The Epikelsis happens after all of this. It is basically inserted a few lines later. But there is a reason for all of the ceremonial during the words of institution. These acts (ringing the bells, genuflecting, and ceasing) are being done because the elements are Christs Body and Blood. Western rite ceremonial does not have genuflect ions toward ordinary bread and wine, nor does one cense ordinary bread and wine. The Sanctus bells are rung when the Sacrament is exposed (also done when the Tabernacle, where the reserved sacrament is kept, is opened).
If the elements are not really the Eucharist until the Epiklesis is said, there is a big theological problem with this ceremonial being done when it is, and which is the heart of the ceremonial during the Consecration section of the Mass. There's no way to move those things to another part of the Mass. The significance of why that ceremonial is clear and it conflicts with the reason why the Epiklesis has been added to our liturgy. I've asked, of course, and there's really nothing one can say. The various clergy I've asked have danced around it, some better than others.

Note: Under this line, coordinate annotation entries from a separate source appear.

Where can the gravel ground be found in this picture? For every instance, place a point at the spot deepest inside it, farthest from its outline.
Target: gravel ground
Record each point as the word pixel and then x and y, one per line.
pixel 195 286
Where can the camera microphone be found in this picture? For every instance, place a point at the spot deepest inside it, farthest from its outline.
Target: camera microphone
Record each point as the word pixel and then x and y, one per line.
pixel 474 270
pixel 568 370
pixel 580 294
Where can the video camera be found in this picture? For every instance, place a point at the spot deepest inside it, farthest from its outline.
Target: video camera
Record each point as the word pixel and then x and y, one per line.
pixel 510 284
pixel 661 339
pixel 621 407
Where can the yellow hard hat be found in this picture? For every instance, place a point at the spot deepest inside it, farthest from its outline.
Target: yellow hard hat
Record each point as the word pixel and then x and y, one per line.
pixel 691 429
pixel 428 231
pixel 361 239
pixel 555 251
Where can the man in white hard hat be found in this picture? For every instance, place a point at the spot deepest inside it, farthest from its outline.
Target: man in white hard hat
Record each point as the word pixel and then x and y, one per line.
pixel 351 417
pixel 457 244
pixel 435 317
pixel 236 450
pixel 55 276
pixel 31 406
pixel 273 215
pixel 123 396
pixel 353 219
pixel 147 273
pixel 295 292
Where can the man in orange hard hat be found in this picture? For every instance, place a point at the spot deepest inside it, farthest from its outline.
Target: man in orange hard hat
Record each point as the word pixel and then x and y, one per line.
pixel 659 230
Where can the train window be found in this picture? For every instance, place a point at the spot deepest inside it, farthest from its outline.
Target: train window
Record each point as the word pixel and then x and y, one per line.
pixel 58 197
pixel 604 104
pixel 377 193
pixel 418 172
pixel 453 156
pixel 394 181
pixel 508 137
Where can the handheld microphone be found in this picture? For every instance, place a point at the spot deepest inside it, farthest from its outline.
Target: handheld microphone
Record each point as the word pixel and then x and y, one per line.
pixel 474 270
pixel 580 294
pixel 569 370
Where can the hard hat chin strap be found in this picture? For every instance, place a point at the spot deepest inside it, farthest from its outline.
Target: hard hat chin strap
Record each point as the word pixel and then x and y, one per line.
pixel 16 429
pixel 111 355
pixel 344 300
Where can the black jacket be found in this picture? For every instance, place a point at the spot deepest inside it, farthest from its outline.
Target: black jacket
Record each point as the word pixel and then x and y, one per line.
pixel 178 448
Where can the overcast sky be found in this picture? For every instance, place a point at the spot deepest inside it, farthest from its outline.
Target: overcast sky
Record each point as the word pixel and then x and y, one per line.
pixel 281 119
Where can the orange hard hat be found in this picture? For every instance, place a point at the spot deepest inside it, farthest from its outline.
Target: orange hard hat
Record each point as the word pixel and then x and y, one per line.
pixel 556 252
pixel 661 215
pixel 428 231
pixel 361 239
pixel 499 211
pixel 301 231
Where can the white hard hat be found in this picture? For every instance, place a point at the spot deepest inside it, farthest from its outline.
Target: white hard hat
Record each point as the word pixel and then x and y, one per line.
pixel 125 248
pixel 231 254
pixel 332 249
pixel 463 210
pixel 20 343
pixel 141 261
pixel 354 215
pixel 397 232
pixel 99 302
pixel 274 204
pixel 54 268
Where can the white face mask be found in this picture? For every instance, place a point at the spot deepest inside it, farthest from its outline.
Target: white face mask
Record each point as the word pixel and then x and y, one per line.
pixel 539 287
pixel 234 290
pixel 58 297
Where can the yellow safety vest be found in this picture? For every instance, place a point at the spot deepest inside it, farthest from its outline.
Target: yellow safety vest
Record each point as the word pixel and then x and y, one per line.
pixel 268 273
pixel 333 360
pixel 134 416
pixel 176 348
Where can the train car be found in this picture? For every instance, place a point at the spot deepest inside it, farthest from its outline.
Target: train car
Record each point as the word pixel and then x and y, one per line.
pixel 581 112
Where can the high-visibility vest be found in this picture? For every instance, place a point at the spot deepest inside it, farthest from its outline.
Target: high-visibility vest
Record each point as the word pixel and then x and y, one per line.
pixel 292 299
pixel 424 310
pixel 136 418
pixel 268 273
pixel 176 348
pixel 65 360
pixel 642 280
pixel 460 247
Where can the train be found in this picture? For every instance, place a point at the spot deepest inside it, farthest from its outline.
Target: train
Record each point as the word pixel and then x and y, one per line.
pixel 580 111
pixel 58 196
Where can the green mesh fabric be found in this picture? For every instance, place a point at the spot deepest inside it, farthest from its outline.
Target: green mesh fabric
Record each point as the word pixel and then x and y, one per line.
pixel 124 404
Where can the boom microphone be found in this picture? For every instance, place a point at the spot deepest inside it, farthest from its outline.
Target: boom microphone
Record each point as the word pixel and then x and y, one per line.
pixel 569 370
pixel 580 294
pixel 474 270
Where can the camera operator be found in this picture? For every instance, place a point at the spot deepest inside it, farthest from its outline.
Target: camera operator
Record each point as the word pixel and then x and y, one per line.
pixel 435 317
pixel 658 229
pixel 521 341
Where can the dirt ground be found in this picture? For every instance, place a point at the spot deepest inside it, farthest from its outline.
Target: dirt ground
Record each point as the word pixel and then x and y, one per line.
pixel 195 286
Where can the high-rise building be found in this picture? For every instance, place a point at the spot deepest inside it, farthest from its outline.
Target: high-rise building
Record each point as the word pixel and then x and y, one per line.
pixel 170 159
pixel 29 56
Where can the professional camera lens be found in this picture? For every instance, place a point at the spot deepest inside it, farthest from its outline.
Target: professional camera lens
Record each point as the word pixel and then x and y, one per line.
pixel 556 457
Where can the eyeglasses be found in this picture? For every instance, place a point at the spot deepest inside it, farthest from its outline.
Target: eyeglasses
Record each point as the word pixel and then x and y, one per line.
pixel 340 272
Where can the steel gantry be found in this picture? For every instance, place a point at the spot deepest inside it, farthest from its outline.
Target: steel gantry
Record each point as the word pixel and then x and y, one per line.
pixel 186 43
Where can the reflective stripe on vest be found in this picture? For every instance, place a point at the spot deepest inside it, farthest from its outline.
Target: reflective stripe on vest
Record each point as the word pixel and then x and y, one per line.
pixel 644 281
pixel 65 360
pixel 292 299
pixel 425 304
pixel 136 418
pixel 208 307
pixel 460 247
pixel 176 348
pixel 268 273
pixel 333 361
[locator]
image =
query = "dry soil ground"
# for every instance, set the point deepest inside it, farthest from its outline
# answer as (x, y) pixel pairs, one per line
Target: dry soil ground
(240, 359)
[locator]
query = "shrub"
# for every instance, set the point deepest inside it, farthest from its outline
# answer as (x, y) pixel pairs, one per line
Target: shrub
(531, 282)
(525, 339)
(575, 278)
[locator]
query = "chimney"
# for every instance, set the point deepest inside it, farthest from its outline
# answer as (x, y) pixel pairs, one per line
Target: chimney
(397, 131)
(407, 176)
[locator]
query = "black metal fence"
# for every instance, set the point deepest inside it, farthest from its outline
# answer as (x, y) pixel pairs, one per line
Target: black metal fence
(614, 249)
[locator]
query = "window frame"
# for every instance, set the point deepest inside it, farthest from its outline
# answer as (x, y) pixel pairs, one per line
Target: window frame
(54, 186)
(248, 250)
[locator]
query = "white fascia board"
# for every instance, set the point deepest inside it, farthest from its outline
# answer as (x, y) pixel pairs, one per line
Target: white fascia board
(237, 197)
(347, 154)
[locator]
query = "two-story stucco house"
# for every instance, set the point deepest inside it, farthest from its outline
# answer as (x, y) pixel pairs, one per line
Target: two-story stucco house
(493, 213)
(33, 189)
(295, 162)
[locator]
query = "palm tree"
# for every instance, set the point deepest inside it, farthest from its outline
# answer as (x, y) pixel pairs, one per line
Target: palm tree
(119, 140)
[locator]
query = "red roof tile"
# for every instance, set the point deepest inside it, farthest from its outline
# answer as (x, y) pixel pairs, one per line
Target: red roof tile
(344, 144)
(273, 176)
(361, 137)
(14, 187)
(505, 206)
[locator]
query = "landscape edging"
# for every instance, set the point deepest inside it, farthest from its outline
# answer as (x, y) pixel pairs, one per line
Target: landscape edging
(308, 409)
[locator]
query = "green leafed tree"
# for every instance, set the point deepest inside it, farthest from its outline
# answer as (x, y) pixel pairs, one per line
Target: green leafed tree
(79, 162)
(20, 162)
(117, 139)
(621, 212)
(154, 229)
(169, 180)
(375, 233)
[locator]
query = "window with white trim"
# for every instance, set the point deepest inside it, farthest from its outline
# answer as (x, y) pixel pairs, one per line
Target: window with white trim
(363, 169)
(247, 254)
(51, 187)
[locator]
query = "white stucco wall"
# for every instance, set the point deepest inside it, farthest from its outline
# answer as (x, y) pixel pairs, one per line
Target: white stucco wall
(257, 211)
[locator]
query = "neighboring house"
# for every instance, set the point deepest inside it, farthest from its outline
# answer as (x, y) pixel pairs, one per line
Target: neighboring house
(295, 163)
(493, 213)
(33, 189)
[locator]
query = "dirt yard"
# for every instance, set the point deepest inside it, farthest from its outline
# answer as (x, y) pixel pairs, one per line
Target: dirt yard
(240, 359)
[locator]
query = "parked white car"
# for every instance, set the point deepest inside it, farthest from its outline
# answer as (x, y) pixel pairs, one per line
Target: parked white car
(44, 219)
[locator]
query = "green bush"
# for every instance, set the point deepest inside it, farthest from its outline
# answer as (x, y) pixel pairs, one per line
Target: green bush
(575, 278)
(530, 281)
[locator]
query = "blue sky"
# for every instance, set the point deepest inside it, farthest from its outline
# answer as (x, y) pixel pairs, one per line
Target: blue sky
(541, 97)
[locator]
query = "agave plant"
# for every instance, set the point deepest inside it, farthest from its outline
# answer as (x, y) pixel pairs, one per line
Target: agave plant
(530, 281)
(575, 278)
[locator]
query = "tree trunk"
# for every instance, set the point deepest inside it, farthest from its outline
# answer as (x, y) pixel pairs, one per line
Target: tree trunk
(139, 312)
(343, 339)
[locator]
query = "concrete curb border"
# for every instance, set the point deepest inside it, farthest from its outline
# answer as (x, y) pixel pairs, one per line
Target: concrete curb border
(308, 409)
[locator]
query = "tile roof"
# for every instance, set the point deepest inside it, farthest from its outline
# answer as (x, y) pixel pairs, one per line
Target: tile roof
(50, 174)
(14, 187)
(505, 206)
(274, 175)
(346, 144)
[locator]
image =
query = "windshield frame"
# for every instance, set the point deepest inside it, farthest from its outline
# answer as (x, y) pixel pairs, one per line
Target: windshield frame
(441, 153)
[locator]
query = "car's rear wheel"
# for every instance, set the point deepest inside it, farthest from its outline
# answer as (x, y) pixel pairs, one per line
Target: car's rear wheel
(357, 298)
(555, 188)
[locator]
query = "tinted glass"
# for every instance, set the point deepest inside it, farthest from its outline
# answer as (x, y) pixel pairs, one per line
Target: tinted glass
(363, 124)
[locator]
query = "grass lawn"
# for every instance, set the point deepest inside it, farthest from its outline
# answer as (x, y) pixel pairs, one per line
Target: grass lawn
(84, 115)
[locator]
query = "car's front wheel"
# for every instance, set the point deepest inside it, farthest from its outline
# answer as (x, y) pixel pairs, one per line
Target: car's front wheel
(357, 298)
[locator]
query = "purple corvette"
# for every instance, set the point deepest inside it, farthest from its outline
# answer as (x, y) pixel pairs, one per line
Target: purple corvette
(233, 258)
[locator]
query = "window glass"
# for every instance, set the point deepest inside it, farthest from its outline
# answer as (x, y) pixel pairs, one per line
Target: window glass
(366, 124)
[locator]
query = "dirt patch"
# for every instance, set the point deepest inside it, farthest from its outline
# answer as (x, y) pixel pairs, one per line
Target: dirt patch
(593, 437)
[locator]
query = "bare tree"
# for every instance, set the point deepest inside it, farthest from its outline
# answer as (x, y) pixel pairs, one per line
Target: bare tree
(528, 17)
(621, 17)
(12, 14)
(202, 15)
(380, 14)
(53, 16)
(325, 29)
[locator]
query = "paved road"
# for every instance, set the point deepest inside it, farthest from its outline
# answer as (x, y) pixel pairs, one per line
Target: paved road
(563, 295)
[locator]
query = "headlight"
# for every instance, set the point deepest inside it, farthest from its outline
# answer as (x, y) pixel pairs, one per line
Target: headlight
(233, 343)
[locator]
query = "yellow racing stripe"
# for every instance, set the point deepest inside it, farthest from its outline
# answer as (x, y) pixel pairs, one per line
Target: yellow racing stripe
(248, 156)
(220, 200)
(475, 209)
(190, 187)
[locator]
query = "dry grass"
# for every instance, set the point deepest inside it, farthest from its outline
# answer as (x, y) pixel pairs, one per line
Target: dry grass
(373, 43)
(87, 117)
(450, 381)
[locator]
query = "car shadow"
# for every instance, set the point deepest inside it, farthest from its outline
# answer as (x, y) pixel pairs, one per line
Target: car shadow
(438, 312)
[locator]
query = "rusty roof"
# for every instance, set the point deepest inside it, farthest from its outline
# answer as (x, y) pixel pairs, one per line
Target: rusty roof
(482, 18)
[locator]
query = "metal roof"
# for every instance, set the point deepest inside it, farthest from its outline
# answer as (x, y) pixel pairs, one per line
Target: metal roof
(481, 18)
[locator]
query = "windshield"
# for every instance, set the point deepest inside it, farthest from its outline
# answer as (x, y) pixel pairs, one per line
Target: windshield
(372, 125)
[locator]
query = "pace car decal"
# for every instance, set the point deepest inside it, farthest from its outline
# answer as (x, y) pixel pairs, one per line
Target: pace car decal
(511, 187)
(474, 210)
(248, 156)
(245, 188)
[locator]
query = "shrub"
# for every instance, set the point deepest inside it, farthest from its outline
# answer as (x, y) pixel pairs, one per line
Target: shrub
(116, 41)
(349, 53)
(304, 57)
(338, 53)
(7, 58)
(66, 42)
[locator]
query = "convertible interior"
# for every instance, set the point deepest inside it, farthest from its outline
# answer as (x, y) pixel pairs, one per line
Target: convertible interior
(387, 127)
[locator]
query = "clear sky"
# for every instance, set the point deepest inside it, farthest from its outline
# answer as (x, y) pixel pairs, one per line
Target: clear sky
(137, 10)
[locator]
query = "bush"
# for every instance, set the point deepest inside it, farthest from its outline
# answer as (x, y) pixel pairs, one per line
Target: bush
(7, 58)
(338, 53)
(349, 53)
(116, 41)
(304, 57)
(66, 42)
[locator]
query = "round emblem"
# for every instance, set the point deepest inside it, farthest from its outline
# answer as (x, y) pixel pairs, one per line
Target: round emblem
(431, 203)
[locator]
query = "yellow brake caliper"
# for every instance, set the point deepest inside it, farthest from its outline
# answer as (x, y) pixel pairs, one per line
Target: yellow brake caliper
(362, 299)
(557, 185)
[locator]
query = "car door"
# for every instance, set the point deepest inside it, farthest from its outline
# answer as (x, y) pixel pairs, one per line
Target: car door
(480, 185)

I'm obedient to the fact that we have to have it in the Mass. It doesn't mean I have to like it or think it is right. The East is not the West's yardstick for what is Christian and what is not. I really think there never was an Epiklesis in the West, even during the 1000 years of unity, and the sun still rose in the East and everything was ok. But this is what it is, and it's. to a big enough thing for me to lose sleep over. It just seems unnecessary. Sorry for the soapbox.
Genufluxing after the Words of Institution are not necessarily an indication that the gifts have been fully consecrated. The rubrics of the Byzantine Rite call for the Priest to make a deep bow after the Words of Institution before the consecration is completed by the Epiklesis. The gifts are also elevated before the Epiklesis as the Priest says, "Thine own of thine own, we offer unto Thee on behalf of all and for all." The idea is that we offer God bread and wine and during the Epiklesis receive back the Body and Blood of Christ.
I have read histories that claim that there was an Epiklesis in the ancient Roman Liturgy. I believe that other ancient forms of the Western Rite such as the Gallican and Mozarabic had an Epiklesis.
According to Orthodox theology an Epiklesis is absolutely necessary during the Anaphora. Thus the Western Rite to be fully Orthodox had to restore the Epiklesis. The words of the Epiklesis of the Divine Liturgy of St. John Chrysostom, "make this bread the precious Body of thy Christ; and that which is in this cup the precious Blood of thy Christ; Changing them by thy Holy Spirit." make it clear that the consecration is not completed until after the Epiklesis.
The rubrics of the Liturgikon of the Antiochian Archdiocese state that the Priest is not to point to or make any gesture towards the gifts during the Words of Institution.